Blackbench#

A benchmarking suite for Black, the Python code formatter. It’s intended to help quantify changes in performance between versions of Black in a robust and repeatable manner. Especially useful for verifying a patch doesn’t introduce performance regressions.

Reliable at its core

Under the hood, blackbench uses pyperf to handle the benchmarking heavylifting. The pyperf toolkit was designed with benchmark stability as its number one goal. This is transferred to blackbench, so as long the system is properly tuned, the results can be safely considered reliable.

Customizable benchmarks

Blackbench is really a collection of targets and task templates. Benchmarks are generated on the fly using the task’s template as the base and the targets as the profiling data. Want to benchmark Black with experimental string processing on? A simple option and you’re good to go!

Ready-to-go & complete

Blackbench comes with pre-curated tasks and targets, allowing for simplified yet complete benchmarking of Black. Notably, blackbench has both normal and micro targets to measure general and specific performance respectively.

Comparable results

Due to the pyperf base, the benchmarking results are in JSON. It’s standard pyperf output and it’s expected that the data analysis is performed using pyperf directly with its excellent analysis features.

Example run#

dev@example:~/blackbench$ blackbench run mypyc-opt1.json --fast --task parse --targets micro -- --affinity 1
[*] Versions: blackbench: 21.7.dev2, pyperf: 2.2.0, black: 21.7b0
[*] Created temporary workdir at `/tmp/blackbench-workdir-c5hoese9`.
[*] Alright, let's start!
[*] Running `parse-comments` microbenchmark (1/5)
...........
parse-comments: Mean +- std dev: 34.1 ms +- 1.0 ms
[*] Took 9.876 seconds.
[*] Running `parse-dict-literal` microbenchmark (2/5)
...........
parse-dict-literal: Mean +- std dev: 37.7 ms +- 2.4 ms
[*] Took 10.548 seconds.
[*] Running `parse-list-literal` microbenchmark (3/5)
...........
parse-list-literal: Mean +- std dev: 21.8 ms +- 2.4 ms
[*] Took 11.154 seconds.
[*] Running `parse-nested` microbenchmark (4/5)
...........
parse-nested: Mean +- std dev: 20.5 ms +- 1.2 ms
[*] Took 10.79 seconds.
[*] Running `parse-strings-list` microbenchmark (5/5)
...........
parse-strings-list: Mean +- std dev: 5.71 ms +- 1.09 ms
[*] Took 11.588 seconds.
[*] Cleaning up.
[*] Results dumped.
[*] Blackbench run finished in 54.139 seconds.

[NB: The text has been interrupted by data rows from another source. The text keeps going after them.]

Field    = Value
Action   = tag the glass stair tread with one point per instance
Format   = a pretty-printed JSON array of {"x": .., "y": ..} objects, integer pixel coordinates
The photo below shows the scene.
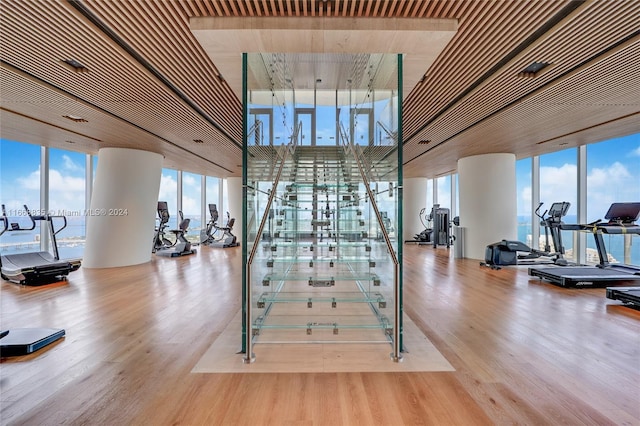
[
  {"x": 343, "y": 276},
  {"x": 307, "y": 259},
  {"x": 306, "y": 297}
]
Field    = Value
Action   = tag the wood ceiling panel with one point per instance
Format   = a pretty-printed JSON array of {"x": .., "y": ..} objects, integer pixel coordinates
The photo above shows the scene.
[{"x": 170, "y": 88}]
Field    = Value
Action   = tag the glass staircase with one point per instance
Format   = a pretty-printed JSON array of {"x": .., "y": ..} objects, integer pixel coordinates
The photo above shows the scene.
[{"x": 322, "y": 242}]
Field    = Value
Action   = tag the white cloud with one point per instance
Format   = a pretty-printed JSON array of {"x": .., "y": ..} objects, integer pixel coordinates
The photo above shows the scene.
[
  {"x": 190, "y": 206},
  {"x": 559, "y": 184},
  {"x": 59, "y": 182},
  {"x": 189, "y": 180},
  {"x": 70, "y": 165},
  {"x": 31, "y": 181},
  {"x": 168, "y": 187},
  {"x": 524, "y": 201}
]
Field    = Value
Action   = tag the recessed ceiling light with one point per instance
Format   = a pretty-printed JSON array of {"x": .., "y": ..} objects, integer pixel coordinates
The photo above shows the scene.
[
  {"x": 75, "y": 118},
  {"x": 533, "y": 69},
  {"x": 74, "y": 65}
]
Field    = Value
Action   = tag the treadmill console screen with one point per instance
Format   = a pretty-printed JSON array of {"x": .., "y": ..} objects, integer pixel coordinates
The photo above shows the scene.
[{"x": 623, "y": 212}]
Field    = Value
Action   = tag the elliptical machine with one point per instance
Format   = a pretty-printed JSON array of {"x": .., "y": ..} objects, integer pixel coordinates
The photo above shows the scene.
[
  {"x": 160, "y": 242},
  {"x": 181, "y": 246},
  {"x": 510, "y": 252},
  {"x": 218, "y": 236}
]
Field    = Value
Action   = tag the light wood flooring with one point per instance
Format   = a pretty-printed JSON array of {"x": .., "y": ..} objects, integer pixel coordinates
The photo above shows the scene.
[{"x": 525, "y": 352}]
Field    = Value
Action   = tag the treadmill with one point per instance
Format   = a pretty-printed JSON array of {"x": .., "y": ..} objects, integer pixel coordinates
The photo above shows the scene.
[
  {"x": 35, "y": 268},
  {"x": 622, "y": 219}
]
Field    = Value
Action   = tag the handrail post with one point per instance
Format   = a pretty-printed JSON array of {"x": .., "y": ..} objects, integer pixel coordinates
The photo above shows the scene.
[
  {"x": 249, "y": 356},
  {"x": 396, "y": 355}
]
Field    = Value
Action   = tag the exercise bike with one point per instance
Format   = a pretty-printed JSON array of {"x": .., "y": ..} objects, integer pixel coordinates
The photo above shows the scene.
[{"x": 218, "y": 236}]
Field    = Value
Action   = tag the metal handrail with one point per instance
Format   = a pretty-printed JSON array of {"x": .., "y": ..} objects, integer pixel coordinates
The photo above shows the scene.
[
  {"x": 392, "y": 135},
  {"x": 256, "y": 129},
  {"x": 396, "y": 355},
  {"x": 249, "y": 357}
]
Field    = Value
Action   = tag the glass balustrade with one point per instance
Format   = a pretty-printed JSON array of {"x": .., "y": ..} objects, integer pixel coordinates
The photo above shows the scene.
[{"x": 322, "y": 251}]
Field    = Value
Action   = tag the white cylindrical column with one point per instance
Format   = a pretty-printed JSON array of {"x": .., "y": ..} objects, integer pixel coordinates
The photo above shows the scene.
[
  {"x": 121, "y": 220},
  {"x": 414, "y": 199},
  {"x": 234, "y": 196},
  {"x": 488, "y": 201}
]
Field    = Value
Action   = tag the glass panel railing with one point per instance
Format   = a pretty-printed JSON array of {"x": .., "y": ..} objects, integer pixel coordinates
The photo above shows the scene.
[{"x": 322, "y": 254}]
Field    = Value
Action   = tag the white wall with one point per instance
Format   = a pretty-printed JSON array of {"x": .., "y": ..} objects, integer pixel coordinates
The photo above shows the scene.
[
  {"x": 121, "y": 220},
  {"x": 414, "y": 199},
  {"x": 488, "y": 201}
]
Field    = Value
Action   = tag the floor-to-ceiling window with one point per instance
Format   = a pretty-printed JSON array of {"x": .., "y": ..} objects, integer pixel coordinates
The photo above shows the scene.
[
  {"x": 67, "y": 198},
  {"x": 559, "y": 182},
  {"x": 19, "y": 186},
  {"x": 191, "y": 204},
  {"x": 444, "y": 191},
  {"x": 613, "y": 175},
  {"x": 169, "y": 193},
  {"x": 525, "y": 215}
]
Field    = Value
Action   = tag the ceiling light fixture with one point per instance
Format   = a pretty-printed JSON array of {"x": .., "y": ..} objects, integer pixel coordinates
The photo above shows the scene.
[
  {"x": 533, "y": 70},
  {"x": 75, "y": 118},
  {"x": 74, "y": 65}
]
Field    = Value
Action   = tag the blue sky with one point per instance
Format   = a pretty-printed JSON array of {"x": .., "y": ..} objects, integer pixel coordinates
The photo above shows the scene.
[{"x": 613, "y": 175}]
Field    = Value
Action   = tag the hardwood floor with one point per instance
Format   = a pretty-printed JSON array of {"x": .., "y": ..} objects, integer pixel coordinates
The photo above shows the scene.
[{"x": 525, "y": 352}]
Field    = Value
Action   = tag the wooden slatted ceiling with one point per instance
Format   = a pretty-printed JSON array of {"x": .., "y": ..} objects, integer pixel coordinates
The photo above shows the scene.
[
  {"x": 598, "y": 94},
  {"x": 158, "y": 31},
  {"x": 506, "y": 87},
  {"x": 115, "y": 83}
]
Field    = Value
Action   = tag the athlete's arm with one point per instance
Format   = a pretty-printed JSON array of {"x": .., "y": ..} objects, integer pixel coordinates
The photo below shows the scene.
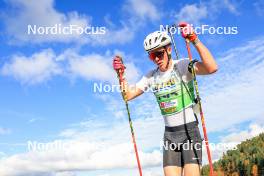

A breakdown of what’s happening here:

  • mypyc-opt1.json: the filepath to save the results

  • --task parse: the timing workload is initial blib2to3 parsing

  • --targets micro: only run microbenchmarks (that perform the selected task)

  • --fast: collect less values so results are ready sooner

  • everything after --: arguments passed to the underlying pyperf process

License#

Blackbench: MIT.

Targets based off real code maintain their original license. Please check the directory containing the target in question for a license file.